GINGRICH: I think, first of all, that the Congress ought to focus operate economy now, not wait until November not look for some magic. Second, I believe this so-called super committee should have all of its meetings in public, on C-Span. Every proposal should be in writing on the Internet.

I am deeply opposed to 12 people becoming a super Congress, hiding, and then magically springing a bad idea on us at Thanksgiving. It is like being told we need to cut off your right leg or we can shoot you. Which do you prefer?

I'm fed up which the series of crises in which politicians come up with a set of bad choices and ask us to pick which we dislike least. I think what we ought to have, frankly, is the legislative process, committees doing their job, subcommittees doing their job.
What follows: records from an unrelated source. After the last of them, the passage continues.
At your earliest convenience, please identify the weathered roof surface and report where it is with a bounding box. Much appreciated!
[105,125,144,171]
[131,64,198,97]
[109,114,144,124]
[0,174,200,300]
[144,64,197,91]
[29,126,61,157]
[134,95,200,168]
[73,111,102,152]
We ought to have hearings on new ideas, new approaches.

Twelve people can't possibly understand trillions and trillions of dollars. And I'm very dubious we keep shrinking the circle. There are 435 house members, 100 senators. They should all be engaged. They should all be helping draft this. It should all be out in the open for the American people.

But creating jobs now I think comes before you get to that committee. And Congress ought to come back and focus on this economic crisis and pass the kind of things I just described. If you repeal Dodd-Frank you would overnight liberate community banks, enable small businesses, realtors, home builders, all of them to have a dramatically better future. The turnaround would be 24, 48 hours. The minute they knew it would happen, you would see economic activity picking up.

VAN SUSTEREN: Tomorrow is a big night in Republican politics. It is the Iowa debate. And of course FOX News is part of this debate, sponsoring the debate. What's your strategy?

GINGRICH: My strategy is to be very clear about solutions, to focus on solutions, now, to suggest that talking about what I would do in January of 2013 in a country that has three wars underway, faced with a crisis at the United Nations in September over the unilateral recognition of a Palestinian state, is faced with a decaying economy, that it would be nice for the presidential candidates to describe leadership right now. What should be done right now?

And I will focus by effort tomorrow night in Ames -- I'm looking forward to being there, to focusing on what we need to do right now in national security and in economics, in order to get in country on the right track.

VAN SUSTEREN: Do you expect that President Obama will be the main subject and the opponent of all the candidates, or will the candidates attempt to contrast and compare each other in a different position so we can see how anybody is different or how anybody is the same?

GINGRICH: I don't know what the other candidates will do. I'm going to focus on what America needs to get done. I'm not going to focus on President Obama. I think everybody understands he's failing. The question is what would succeed.

This isn't just partisan politics. It isn't just name-calling. The question is, what is each candidate's solution at a time when America's economy is in desperate trouble? And I think we need to have a real focus on how we would lead, what we would propose, and how we would get things done in a positive way. There's enough negative news in the real world we don't have to make negative political news. We have to offer I think genuine, positive solutions to give people a sense of hope.

VAN SUSTEREN: While you're debating on the state, I want you to know that we on are going to have a live chat, so that's a warning, beware.


GINGRICH: OK, I look forward it to.

VAN SUSTEREN: Mr. Speaker, thank you.